April WASDE Big for Corn

The March 31 USDA reports resolved some questions for the corn market, but left a couple of items hanging. The April 9 supply and demand tables will give the report some true balance.

Most traders saw last week’s USDA reports as a bad sign for the price of corn. The acreage figure was on the high end of trade expectations and the grain stocks number appears to show a slower than estimated pace of consumption. University of Illinois Ag Economist Darrel Good has a different take.
Quote Summary - Taken at face value the corn stocks number implies less feed and residual usage during the first half of the marketing year than the trade expected. It is about 69 percent of USDA’s projection for the year, 5.3 billion bushels. Over the last four years the first half feed use has been 74 percent and if the market assumes the actual uses is factually 74 percent then the 5.3 billion is not reachable.

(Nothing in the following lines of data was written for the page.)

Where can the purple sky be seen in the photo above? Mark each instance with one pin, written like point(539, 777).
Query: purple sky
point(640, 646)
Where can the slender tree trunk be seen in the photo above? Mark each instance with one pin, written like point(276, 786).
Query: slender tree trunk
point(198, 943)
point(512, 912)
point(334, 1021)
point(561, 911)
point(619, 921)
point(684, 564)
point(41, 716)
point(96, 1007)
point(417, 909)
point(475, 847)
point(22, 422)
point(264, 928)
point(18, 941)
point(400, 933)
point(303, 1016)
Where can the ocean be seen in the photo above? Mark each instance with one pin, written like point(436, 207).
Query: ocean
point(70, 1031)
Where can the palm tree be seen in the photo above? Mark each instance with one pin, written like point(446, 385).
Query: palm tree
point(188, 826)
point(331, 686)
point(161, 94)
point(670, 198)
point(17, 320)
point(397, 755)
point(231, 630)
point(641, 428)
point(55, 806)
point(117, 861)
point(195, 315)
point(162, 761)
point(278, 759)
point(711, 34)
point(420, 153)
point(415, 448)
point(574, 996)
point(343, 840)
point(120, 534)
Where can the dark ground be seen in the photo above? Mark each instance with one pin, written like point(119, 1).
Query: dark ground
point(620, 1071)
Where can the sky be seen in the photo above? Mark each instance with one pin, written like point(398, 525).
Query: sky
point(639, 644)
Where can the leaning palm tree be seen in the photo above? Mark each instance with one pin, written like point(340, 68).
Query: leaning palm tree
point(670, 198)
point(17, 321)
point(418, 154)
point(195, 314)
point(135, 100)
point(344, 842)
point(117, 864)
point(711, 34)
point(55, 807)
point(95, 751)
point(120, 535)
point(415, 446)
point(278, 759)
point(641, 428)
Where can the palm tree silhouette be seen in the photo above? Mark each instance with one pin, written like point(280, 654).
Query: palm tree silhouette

However, Darrel Good goes on, if you look at the history prior to the past four years, which he considers anomalous, first half feed usage averaged something between 65 and 68 percent - not 74 percent .
Quote Summary - If we are on that path this year, then 5.3 billion bushels is still reachable, and we might do even more given the expansion in livestock numbers. Broiler numbers are up 3 to 4 percent. The winter pig crop is 7 percent larger than last year. It mens core feed demand should be very robust the last half of the marketing year.
Clearly says the ILLINOIS ag economist the market did not interpret USDA’s Grain Stocks report in this fashion. It, he says, likely expects the April 9 WASDE estimates to show a lower feed usage number and consequently an increase in the year ending stocks for corn.
Quote Summary - Personally, I wouldn’t be surprised if the WASDE number is a bit lower in the April report. They may come down 100 million bushels on the feed and residual use projection and put all of that into the projected year ending stocks number. I think that is the way the market is leaning. Unfortunately, we won’t get another real read on that until we get the June Grain Stocks report three months from now.
Between now and then the trade will mostly forget about old crop corn feed usage as it concentrates more energy on divining how the 2015 corn harvest will affect the price of corn.